What to use rotisserie for besides chickens?

The house we are renting has a Miele oven with a double rotisserie. After years working on perfecting my roast chicken, now I can be totally lazy and have perfection to show for it. Love it. Now I want to branch out. Any suggestions for what else to do with this toy?

  1. alkapal Mar 11, 2010 05:03 AM

    seekh kabob! http://littleindiachicago.com/catalog/images/chicken_seekh_kabab.jpg
    http://www.angelfire.com/country/fauz...

    gyros!

    2 Replies
    1. re: alkapal
      b
      beany Mar 11, 2010 01:15 PM

      Have you tried this recipe?

      1. re: beany
        alkapal Mar 11, 2010 01:26 PM

        not this particular one, but it looks about right. i usually just mix and match according to my mood. i might add some ginger and leave out some of the cardamom pods.

    2. j
      Joebob Mar 10, 2010 04:44 PM

      Boneless pork loin.
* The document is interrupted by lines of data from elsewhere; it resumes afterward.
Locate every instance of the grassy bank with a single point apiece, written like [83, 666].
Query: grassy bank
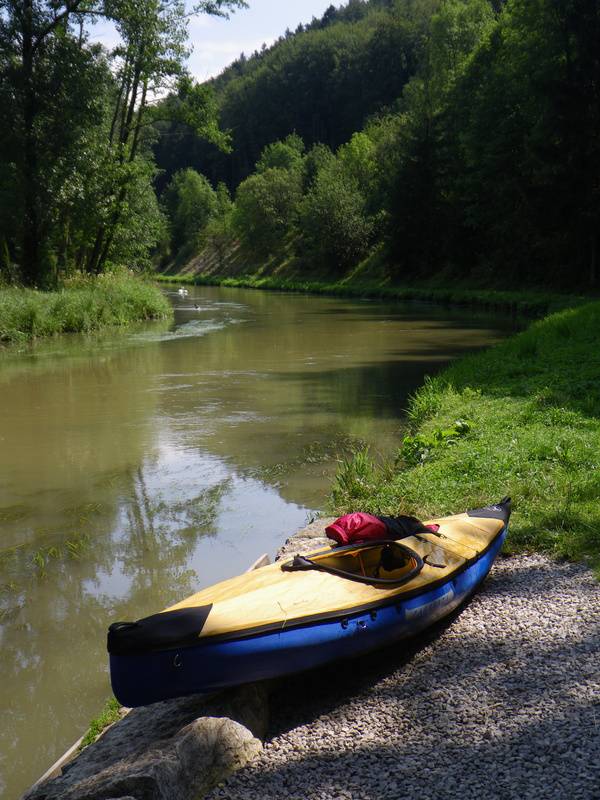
[529, 303]
[522, 418]
[83, 305]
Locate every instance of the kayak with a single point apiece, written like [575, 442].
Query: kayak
[300, 613]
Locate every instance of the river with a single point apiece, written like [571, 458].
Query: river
[137, 467]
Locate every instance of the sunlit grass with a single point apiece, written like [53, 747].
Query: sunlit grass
[532, 409]
[82, 305]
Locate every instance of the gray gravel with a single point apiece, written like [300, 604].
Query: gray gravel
[501, 702]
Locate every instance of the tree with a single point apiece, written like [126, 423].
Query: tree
[334, 226]
[57, 91]
[191, 202]
[265, 207]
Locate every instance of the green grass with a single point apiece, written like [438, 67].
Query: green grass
[529, 303]
[83, 305]
[108, 715]
[522, 418]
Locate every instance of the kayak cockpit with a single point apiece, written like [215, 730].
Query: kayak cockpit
[383, 563]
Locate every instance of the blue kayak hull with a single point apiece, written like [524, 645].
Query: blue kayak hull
[218, 664]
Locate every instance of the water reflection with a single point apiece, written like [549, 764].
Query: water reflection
[136, 468]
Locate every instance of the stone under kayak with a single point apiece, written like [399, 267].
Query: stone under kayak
[300, 613]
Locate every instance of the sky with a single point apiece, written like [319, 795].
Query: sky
[217, 42]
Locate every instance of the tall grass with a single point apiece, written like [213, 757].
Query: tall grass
[522, 418]
[84, 304]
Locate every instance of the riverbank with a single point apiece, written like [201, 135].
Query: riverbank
[82, 305]
[522, 418]
[529, 303]
[503, 695]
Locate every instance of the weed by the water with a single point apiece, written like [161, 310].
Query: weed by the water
[84, 304]
[109, 714]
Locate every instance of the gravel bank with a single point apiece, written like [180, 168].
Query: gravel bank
[501, 702]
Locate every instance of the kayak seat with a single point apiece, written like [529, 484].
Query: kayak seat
[383, 563]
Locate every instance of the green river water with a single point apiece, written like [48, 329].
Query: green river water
[137, 467]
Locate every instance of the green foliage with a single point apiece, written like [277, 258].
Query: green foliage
[109, 714]
[419, 447]
[533, 433]
[190, 201]
[83, 305]
[335, 228]
[76, 169]
[286, 154]
[265, 208]
[323, 83]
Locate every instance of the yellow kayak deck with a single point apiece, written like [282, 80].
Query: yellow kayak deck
[270, 596]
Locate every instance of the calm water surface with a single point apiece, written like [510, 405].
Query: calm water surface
[136, 468]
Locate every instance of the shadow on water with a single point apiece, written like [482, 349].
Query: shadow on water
[136, 469]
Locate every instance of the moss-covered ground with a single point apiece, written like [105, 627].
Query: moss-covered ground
[520, 419]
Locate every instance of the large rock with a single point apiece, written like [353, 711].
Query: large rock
[176, 750]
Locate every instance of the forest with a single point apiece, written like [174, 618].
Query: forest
[447, 138]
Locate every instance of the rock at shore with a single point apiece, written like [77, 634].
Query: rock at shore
[176, 750]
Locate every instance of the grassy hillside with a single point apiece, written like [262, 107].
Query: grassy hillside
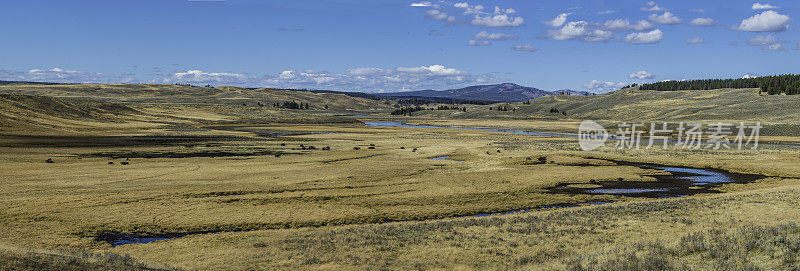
[646, 105]
[175, 94]
[34, 113]
[21, 259]
[631, 104]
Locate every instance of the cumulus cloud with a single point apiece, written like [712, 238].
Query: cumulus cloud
[767, 21]
[604, 86]
[666, 18]
[625, 24]
[470, 9]
[654, 36]
[695, 40]
[759, 6]
[497, 20]
[524, 48]
[484, 38]
[580, 30]
[200, 77]
[701, 21]
[768, 42]
[641, 75]
[374, 79]
[59, 75]
[483, 35]
[651, 7]
[422, 4]
[440, 15]
[474, 42]
[559, 20]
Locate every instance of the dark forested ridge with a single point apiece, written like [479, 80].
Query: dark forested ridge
[778, 84]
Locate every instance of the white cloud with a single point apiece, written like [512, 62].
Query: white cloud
[373, 79]
[474, 42]
[695, 40]
[483, 35]
[59, 75]
[497, 20]
[434, 70]
[641, 75]
[625, 24]
[524, 48]
[198, 76]
[365, 71]
[767, 21]
[666, 18]
[469, 9]
[367, 79]
[580, 30]
[759, 6]
[701, 21]
[559, 20]
[439, 15]
[645, 37]
[604, 86]
[768, 42]
[651, 7]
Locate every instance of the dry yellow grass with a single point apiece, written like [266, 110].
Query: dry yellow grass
[314, 208]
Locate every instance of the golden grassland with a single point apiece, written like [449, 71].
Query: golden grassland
[271, 203]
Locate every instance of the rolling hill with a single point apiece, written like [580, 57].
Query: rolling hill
[506, 92]
[180, 94]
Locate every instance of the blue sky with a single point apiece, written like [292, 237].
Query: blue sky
[388, 45]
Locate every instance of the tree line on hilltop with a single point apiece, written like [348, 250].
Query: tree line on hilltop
[788, 84]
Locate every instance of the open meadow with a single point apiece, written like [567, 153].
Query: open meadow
[129, 184]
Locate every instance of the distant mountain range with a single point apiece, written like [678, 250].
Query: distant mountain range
[506, 92]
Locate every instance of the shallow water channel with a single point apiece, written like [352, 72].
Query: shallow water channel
[675, 181]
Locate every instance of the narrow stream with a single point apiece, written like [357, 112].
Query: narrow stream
[680, 181]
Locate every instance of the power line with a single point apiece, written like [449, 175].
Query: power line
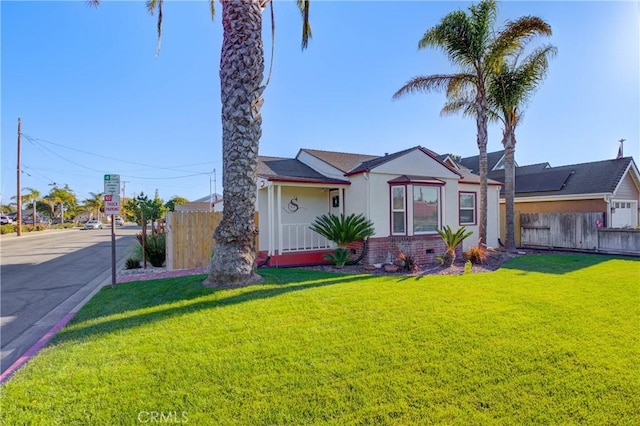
[36, 141]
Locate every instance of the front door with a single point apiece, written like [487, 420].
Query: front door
[622, 215]
[335, 202]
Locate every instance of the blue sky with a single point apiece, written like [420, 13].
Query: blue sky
[95, 99]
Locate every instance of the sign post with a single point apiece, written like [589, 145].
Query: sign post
[112, 207]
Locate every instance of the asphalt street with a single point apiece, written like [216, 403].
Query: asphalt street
[46, 275]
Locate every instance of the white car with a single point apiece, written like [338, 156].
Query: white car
[92, 224]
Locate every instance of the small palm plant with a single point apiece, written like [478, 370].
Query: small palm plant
[342, 231]
[452, 240]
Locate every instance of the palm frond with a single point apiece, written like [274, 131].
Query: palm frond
[514, 36]
[429, 83]
[303, 5]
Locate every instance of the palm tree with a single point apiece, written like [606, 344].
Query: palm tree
[510, 87]
[241, 75]
[95, 203]
[470, 43]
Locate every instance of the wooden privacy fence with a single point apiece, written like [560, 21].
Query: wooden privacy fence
[560, 230]
[190, 238]
[577, 231]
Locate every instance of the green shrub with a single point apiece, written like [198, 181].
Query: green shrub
[339, 257]
[132, 263]
[7, 229]
[155, 248]
[343, 230]
[476, 255]
[451, 240]
[407, 262]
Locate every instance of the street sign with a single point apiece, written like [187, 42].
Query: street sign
[111, 204]
[112, 184]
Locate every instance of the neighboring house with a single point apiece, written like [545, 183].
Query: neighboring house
[407, 195]
[211, 202]
[611, 187]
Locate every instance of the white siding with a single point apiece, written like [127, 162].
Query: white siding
[627, 189]
[416, 163]
[320, 166]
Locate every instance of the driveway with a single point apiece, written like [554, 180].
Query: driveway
[47, 275]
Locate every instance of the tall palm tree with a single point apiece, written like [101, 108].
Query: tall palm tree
[510, 88]
[241, 75]
[471, 44]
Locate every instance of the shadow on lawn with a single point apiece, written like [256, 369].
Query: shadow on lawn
[76, 331]
[558, 264]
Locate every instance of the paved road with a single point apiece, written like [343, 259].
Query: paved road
[43, 276]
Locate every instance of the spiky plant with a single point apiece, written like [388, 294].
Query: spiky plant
[339, 257]
[343, 230]
[452, 240]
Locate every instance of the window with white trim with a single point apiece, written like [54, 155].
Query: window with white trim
[467, 208]
[426, 209]
[398, 210]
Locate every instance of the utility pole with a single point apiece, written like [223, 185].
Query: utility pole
[19, 216]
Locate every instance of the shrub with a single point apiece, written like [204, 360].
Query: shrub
[343, 230]
[451, 240]
[407, 262]
[155, 248]
[476, 255]
[7, 229]
[339, 257]
[132, 263]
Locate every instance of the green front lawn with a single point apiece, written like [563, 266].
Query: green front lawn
[547, 339]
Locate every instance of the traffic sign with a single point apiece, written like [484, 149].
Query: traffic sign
[112, 184]
[111, 204]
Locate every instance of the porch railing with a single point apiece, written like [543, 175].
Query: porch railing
[298, 237]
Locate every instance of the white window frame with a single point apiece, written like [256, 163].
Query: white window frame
[403, 210]
[473, 209]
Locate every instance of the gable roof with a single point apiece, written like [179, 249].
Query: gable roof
[473, 163]
[343, 161]
[291, 170]
[598, 177]
[371, 164]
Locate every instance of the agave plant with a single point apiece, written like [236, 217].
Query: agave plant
[343, 230]
[452, 240]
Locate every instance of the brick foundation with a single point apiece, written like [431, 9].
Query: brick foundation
[423, 249]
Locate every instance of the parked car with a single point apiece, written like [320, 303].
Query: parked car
[29, 220]
[92, 224]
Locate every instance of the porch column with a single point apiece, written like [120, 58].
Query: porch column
[271, 211]
[279, 209]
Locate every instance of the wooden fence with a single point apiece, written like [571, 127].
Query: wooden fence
[577, 231]
[190, 238]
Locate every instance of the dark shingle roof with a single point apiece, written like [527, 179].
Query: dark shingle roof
[292, 170]
[343, 161]
[473, 163]
[599, 177]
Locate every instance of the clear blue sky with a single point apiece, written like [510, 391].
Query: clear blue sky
[95, 99]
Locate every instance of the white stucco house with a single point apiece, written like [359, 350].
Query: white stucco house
[407, 195]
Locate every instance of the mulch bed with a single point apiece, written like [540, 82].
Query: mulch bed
[494, 262]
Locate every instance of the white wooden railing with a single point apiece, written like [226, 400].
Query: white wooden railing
[298, 237]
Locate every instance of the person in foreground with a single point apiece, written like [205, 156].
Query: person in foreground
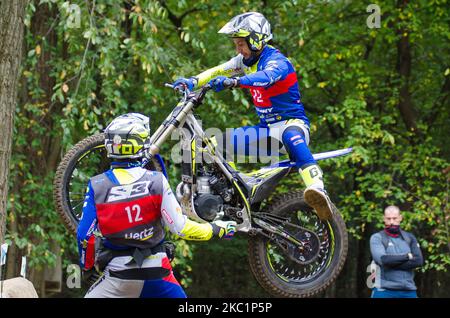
[121, 232]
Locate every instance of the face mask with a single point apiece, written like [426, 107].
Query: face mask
[394, 230]
[251, 60]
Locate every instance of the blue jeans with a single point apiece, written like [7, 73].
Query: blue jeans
[386, 293]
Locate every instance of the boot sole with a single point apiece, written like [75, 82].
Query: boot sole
[319, 203]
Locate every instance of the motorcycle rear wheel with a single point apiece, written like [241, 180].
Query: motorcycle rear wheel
[283, 277]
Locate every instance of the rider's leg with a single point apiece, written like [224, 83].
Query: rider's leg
[295, 141]
[245, 142]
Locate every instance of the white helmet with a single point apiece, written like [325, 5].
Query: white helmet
[252, 26]
[128, 136]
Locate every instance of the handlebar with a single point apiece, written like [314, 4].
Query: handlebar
[196, 97]
[228, 83]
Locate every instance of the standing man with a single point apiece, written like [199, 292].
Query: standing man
[397, 253]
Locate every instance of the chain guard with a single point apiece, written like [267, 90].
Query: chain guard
[307, 246]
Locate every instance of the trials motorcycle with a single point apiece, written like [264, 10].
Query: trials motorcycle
[292, 253]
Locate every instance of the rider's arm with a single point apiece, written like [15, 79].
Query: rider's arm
[274, 71]
[417, 259]
[85, 231]
[178, 223]
[231, 68]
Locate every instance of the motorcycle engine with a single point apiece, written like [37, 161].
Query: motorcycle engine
[212, 192]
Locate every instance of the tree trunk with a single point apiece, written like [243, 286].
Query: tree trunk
[404, 61]
[11, 35]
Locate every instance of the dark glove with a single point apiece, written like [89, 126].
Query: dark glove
[187, 82]
[221, 82]
[224, 229]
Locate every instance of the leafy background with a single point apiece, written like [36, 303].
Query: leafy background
[384, 91]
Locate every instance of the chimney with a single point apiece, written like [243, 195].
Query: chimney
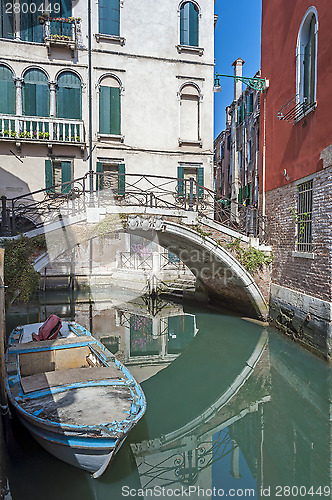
[238, 72]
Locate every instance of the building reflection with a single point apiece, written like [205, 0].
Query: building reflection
[225, 410]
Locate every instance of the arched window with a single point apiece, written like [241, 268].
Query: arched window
[109, 17]
[109, 106]
[7, 91]
[307, 60]
[36, 95]
[189, 113]
[189, 24]
[6, 19]
[69, 96]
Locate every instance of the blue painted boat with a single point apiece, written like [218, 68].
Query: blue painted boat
[74, 396]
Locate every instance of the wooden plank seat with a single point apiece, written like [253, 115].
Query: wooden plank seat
[45, 380]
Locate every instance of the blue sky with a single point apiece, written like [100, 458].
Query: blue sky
[237, 34]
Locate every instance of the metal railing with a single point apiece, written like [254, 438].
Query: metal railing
[35, 128]
[130, 190]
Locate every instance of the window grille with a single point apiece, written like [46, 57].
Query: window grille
[304, 217]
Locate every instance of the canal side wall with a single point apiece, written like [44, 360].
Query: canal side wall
[301, 298]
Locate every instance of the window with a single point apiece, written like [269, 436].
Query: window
[109, 17]
[7, 91]
[69, 96]
[36, 95]
[306, 61]
[114, 178]
[189, 113]
[304, 217]
[109, 107]
[185, 173]
[189, 24]
[6, 20]
[58, 172]
[31, 28]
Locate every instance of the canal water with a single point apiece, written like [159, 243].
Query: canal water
[233, 408]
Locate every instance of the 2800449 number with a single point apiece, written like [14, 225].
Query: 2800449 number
[302, 491]
[32, 8]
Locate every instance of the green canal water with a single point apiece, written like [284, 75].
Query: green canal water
[234, 409]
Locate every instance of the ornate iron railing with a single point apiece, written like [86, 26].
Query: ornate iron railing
[295, 109]
[129, 190]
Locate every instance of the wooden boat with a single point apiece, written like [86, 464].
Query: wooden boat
[74, 396]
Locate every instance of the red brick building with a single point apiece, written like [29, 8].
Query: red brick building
[296, 165]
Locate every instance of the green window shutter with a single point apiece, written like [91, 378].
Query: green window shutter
[65, 176]
[36, 95]
[7, 91]
[65, 8]
[29, 99]
[26, 24]
[42, 100]
[249, 193]
[104, 110]
[69, 96]
[312, 74]
[109, 17]
[188, 24]
[99, 178]
[240, 196]
[307, 75]
[310, 65]
[180, 181]
[200, 181]
[49, 176]
[60, 102]
[122, 179]
[115, 111]
[184, 26]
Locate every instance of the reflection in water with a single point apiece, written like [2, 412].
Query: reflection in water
[230, 405]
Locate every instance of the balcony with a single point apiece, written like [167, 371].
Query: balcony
[61, 32]
[35, 129]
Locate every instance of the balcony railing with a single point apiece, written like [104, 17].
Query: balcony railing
[35, 128]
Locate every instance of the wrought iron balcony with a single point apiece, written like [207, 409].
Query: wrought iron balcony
[61, 31]
[37, 129]
[295, 109]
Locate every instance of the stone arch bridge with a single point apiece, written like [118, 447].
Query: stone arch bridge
[178, 214]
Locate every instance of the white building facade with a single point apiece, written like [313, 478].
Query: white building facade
[152, 67]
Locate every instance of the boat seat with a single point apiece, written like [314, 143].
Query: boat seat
[46, 380]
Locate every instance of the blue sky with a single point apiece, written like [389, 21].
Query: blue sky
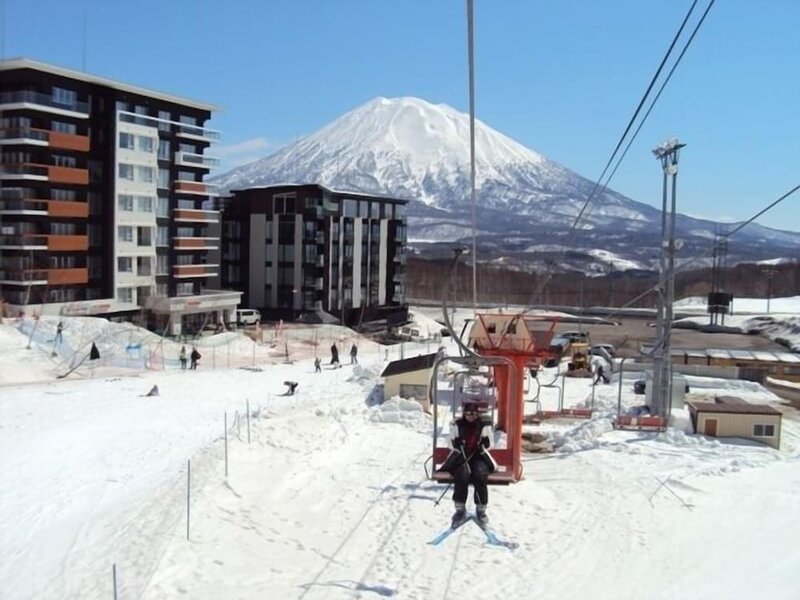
[561, 77]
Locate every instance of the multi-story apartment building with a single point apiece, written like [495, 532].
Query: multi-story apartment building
[103, 207]
[297, 250]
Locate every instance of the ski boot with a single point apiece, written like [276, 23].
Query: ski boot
[480, 515]
[459, 516]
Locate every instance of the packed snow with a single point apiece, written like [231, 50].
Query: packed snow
[323, 494]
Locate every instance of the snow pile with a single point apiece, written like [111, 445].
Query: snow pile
[782, 331]
[584, 437]
[676, 437]
[405, 412]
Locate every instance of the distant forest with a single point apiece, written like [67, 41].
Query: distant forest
[425, 280]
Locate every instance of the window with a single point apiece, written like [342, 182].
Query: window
[162, 206]
[62, 127]
[144, 174]
[60, 160]
[95, 265]
[163, 150]
[126, 171]
[144, 236]
[163, 179]
[65, 97]
[126, 140]
[146, 144]
[63, 229]
[349, 208]
[164, 114]
[144, 204]
[125, 202]
[162, 236]
[764, 430]
[95, 236]
[124, 264]
[56, 194]
[162, 264]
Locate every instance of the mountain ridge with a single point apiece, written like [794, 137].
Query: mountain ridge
[409, 148]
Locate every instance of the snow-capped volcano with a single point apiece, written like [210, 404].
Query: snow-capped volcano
[409, 148]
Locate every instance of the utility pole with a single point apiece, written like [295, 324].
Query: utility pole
[667, 153]
[770, 273]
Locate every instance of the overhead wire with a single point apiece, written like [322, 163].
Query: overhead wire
[708, 253]
[657, 96]
[573, 229]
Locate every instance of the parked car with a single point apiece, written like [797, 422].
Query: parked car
[248, 316]
[574, 336]
[602, 349]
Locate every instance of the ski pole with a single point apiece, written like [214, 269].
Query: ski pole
[436, 503]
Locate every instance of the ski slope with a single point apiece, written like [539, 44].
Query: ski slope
[329, 498]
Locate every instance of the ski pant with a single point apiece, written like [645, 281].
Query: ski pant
[478, 475]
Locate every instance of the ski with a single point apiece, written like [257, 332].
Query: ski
[447, 532]
[493, 539]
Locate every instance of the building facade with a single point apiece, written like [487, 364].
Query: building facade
[103, 208]
[304, 251]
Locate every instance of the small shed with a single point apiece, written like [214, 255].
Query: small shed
[729, 416]
[410, 378]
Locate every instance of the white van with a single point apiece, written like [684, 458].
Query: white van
[248, 316]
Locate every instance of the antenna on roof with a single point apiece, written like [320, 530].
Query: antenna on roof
[83, 56]
[2, 28]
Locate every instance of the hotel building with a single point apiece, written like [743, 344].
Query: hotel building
[103, 207]
[305, 251]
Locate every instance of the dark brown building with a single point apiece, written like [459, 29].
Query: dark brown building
[301, 251]
[103, 207]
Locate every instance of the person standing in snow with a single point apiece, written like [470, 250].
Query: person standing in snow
[471, 437]
[599, 365]
[334, 355]
[194, 356]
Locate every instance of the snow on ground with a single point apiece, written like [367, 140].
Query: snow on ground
[328, 498]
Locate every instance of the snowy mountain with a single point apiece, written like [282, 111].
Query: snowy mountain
[409, 148]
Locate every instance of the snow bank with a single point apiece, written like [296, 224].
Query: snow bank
[584, 437]
[402, 411]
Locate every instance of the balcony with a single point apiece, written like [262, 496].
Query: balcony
[44, 173]
[195, 243]
[189, 159]
[195, 187]
[187, 215]
[314, 283]
[189, 271]
[43, 102]
[53, 243]
[44, 137]
[198, 133]
[28, 277]
[49, 208]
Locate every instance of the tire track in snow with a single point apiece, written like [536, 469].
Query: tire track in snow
[330, 560]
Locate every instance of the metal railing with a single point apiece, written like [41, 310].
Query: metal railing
[42, 99]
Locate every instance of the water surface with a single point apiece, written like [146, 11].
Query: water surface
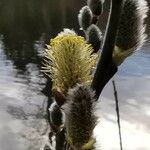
[25, 28]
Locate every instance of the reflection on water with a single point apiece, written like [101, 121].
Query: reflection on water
[25, 27]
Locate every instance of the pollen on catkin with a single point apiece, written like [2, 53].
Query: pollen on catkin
[69, 60]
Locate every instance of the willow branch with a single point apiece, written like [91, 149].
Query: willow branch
[105, 66]
[118, 114]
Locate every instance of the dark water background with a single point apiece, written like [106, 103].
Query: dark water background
[25, 27]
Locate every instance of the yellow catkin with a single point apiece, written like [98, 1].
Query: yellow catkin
[69, 60]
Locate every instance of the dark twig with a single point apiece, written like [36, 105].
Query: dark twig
[118, 114]
[105, 62]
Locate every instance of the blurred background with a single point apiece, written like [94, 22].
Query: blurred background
[25, 28]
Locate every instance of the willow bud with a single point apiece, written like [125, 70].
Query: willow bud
[94, 37]
[85, 17]
[96, 6]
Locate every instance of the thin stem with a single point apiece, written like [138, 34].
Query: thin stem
[106, 58]
[118, 113]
Keeps it moist.

      1. ladyberd Mar 10, 2010 10:13 AM

        Leg of lamb - comes out delicious!

        Good luck!
        Ladyberd
        http://ladyberds-kitchen.blogspot.com

        1. Cherylptw Mar 10, 2010 08:15 AM

          Turkey, duck, cornish game hens, large pieces of beef and pork...you can thread peppers and roast them and why not try roasting potatoes and whole onions?

          1 Reply
          1. re: Cherylptw
            JerryMe Mar 10, 2010 08:26 AM

            We use ours for beef and pork too. They come out great!

            Have not tried the fowl yet, though.

          2. itaunas Mar 10, 2010 08:10 AM

            If you have a good hood, roast your own coffee. It will require some investment in a roasting drum setup from ebay and you will need to deal with cooling the beans, but by paying $5-6/lb for good green coffee it can pay off before the lease is up. That said, it still might be a better idea to buy a box store rotisserie for the coffee -- readily available drum attachments, in warm weather you can roast outside, no chaff in your home oven, it would go with you, etc.

            1. m
              mmalmad Mar 10, 2010 07:27 AM

              DUCK!

              1 Reply
              1. re: mmalmad
                BobB Mar 11, 2010 12:18 PM

                Yes, duck is pretty much all I use my ancient (inherited from my grandmother) rotisserie for. But if you're not accustomed to cooking duck, be aware that it will render off a LOT of fat during the cooking process. This is a good thing, as that duck fat, if clarified, will keep for a year in the fridge and is the best medium in the world for frying potatoes and other sauteing jobs. And much more healthful than you'd think.

                Be sure to prick the skin of the duck thoroughly all over before (and some during) the roasting process, being careful not to go through the fat into the meat. Poking it with the sharp tines of a carving fork held almost parallel to the surface of the bird is a good way to do that.